I am applying for Australia Tourist Visa (600) to visit family (Brother in law). In Application, it says the following two questions in the visa application. 


Has the applicant held or does the applicant currently hold a visa to Australia or any other country?
Has the applicant ever had a visa for Australia or any other country refused or cancelled?

So I am wondering, do I need to mention all the countries for which I obtained Visa and travelled or didnt travel. 

Do I need to mention that recently my application for India was rejected as I am from Pakistani origin. Though I dont have any proof for this, as they notified me via call. Please advise. Thanks


----------



## KeeDa (Sep 1, 2014)

1. Only those that are still valid (not expired)- travelled or otherwise.
2. Yes, you have to mention your Indian visa refusal and the refusal reasons they told you. Evidence is not usually asked for, but if they do, I don't know where or whom to call to get a formal email/ letter about that refusal.


----------



## mail2notif (Nov 16, 2018)

KeeDa said:


> 1. Only those that are still valid (not expired)- travelled or otherwise.
> 2. Yes, you have to mention your Indian visa refusal and the refusal reasons they told you. Evidence is not usually asked for, but if they do, I don't know where or whom to call to get a formal email/ letter about that refusal.

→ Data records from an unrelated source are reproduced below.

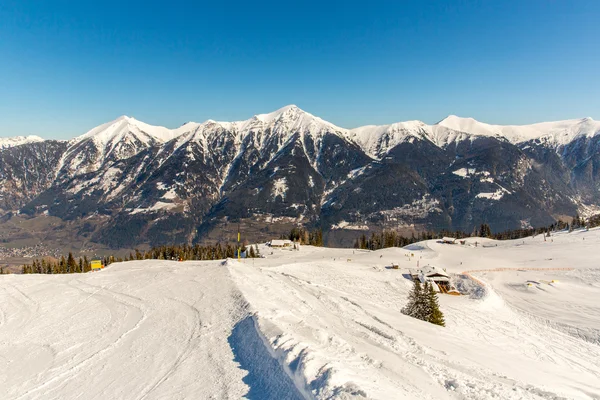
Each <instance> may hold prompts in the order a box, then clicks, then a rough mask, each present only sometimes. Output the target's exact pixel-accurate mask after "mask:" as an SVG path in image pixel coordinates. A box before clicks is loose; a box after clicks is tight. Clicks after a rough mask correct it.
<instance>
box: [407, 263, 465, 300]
mask: <svg viewBox="0 0 600 400" xmlns="http://www.w3.org/2000/svg"><path fill="white" fill-rule="evenodd" d="M410 274H411V276H412V278H413V279H414V280H419V281H420V282H421V283H425V282H429V283H430V284H431V286H433V290H435V291H436V292H442V293H448V291H450V290H453V289H454V288H452V286H451V285H450V275H448V273H447V272H446V271H444V270H443V269H441V268H438V267H434V266H431V265H427V266H425V267H423V268H421V269H417V270H410Z"/></svg>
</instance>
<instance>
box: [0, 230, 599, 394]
mask: <svg viewBox="0 0 600 400" xmlns="http://www.w3.org/2000/svg"><path fill="white" fill-rule="evenodd" d="M599 241H600V230H590V231H588V232H584V231H575V232H572V233H566V232H565V233H558V234H555V235H554V236H553V237H552V238H548V239H546V241H544V238H543V237H542V236H537V237H534V238H526V239H520V240H514V241H503V242H497V241H492V240H487V239H475V238H472V239H468V240H467V243H466V244H465V245H460V244H459V245H448V244H442V243H438V242H436V241H427V242H421V243H418V244H415V245H411V246H409V247H408V248H405V249H398V248H395V249H385V250H380V251H375V252H369V251H359V250H352V249H321V248H313V247H309V246H302V248H301V249H300V250H299V251H292V250H283V249H272V250H271V249H270V248H268V247H261V252H262V253H263V254H264V255H266V258H264V259H255V260H245V261H244V262H242V263H238V262H237V261H236V260H228V261H214V262H208V261H207V262H193V261H189V262H174V261H131V262H126V263H118V264H113V265H111V266H109V267H108V268H106V269H105V270H103V271H101V272H96V273H88V274H78V275H55V276H52V275H3V276H0V398H2V399H37V398H44V399H75V398H85V399H184V398H185V399H209V398H210V399H237V398H241V397H246V398H250V399H337V398H339V399H361V398H373V399H446V398H448V399H487V398H496V399H542V398H543V399H556V398H567V399H571V398H575V399H590V398H600V362H599V361H598V360H600V263H599V262H598V261H599V257H598V255H597V247H598V243H599ZM475 242H477V246H475ZM392 262H395V263H398V264H399V265H400V269H398V270H396V269H391V268H389V265H390V264H391V263H392ZM417 262H418V263H419V266H425V265H432V266H437V267H441V268H446V270H447V272H449V273H450V274H451V275H452V276H453V282H454V284H455V285H456V286H457V287H458V288H459V289H460V290H461V291H463V292H465V293H468V294H467V295H464V296H449V295H440V296H439V298H440V305H441V309H442V311H443V312H444V314H445V317H446V327H439V326H434V325H431V324H429V323H426V322H422V321H418V320H415V319H412V318H410V317H406V316H404V315H402V314H401V313H400V309H401V308H402V306H403V305H404V304H405V302H406V296H407V294H408V292H409V291H410V289H411V287H412V284H411V282H410V281H409V280H408V279H406V276H407V274H408V269H409V268H416V267H417ZM561 268H572V269H571V270H563V269H561ZM482 270H483V271H482ZM462 272H466V273H468V274H470V275H471V276H473V277H474V278H475V279H476V280H478V281H480V282H481V284H482V285H483V286H481V285H480V284H479V283H475V282H474V281H473V280H471V279H469V278H468V277H467V276H466V274H462ZM553 281H554V282H553Z"/></svg>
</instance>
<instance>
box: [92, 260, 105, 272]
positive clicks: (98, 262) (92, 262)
mask: <svg viewBox="0 0 600 400" xmlns="http://www.w3.org/2000/svg"><path fill="white" fill-rule="evenodd" d="M90 267H91V268H92V271H100V270H101V269H102V268H104V264H102V259H100V258H94V259H92V261H90Z"/></svg>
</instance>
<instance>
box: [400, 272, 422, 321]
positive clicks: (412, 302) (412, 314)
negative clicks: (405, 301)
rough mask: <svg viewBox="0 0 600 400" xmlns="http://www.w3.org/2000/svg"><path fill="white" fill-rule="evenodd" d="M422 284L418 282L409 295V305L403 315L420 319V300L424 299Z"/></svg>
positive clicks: (408, 302)
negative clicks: (419, 312) (422, 297)
mask: <svg viewBox="0 0 600 400" xmlns="http://www.w3.org/2000/svg"><path fill="white" fill-rule="evenodd" d="M421 292H422V289H421V282H419V280H416V281H415V283H414V285H413V290H412V291H411V292H410V293H409V294H408V303H406V305H405V306H404V308H403V309H402V314H406V315H408V316H410V317H413V318H418V315H419V307H420V298H421V297H422V294H421Z"/></svg>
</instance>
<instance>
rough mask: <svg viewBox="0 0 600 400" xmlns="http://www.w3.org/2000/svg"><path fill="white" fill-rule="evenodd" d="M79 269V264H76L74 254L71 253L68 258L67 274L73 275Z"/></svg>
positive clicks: (67, 262)
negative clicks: (76, 269)
mask: <svg viewBox="0 0 600 400" xmlns="http://www.w3.org/2000/svg"><path fill="white" fill-rule="evenodd" d="M76 269H77V262H75V258H74V257H73V253H71V252H69V256H68V257H67V273H73V272H75V270H76Z"/></svg>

Thanks for the reply. That means, I would have to also inform about the visa where it was rejected at the first time but granted at subsequent application.


----------



## sibga77scorpion (7 mo ago)

mail2notif said:


> I am applying for Australia Tourist Visa (600) to visit family (Brother in law). In Application, it says the following two questions in the visa application.
> 
> 
> Has the applicant held or does the applicant currently hold a visa to Australia or any other country?
> ...


Hi bro i need to contact you as i am also traveler tourist and now will apply for Australia tourist visa sabclass 600.....*<SNIP>*


----------



## hamza-93 (Feb 10, 2019)

sibga77scorpion said:


> Hi bro i need to contact you as i am also traveler tourist and now will apply for Australia tourist visa sabclass 600..... *<SNIP>*


I hope you know that you've commented on a years old post. No one will message you on your personal whatsapp number here.
I suggest you to create a new post and post all your queries related to the visit visa.

Cheers


----------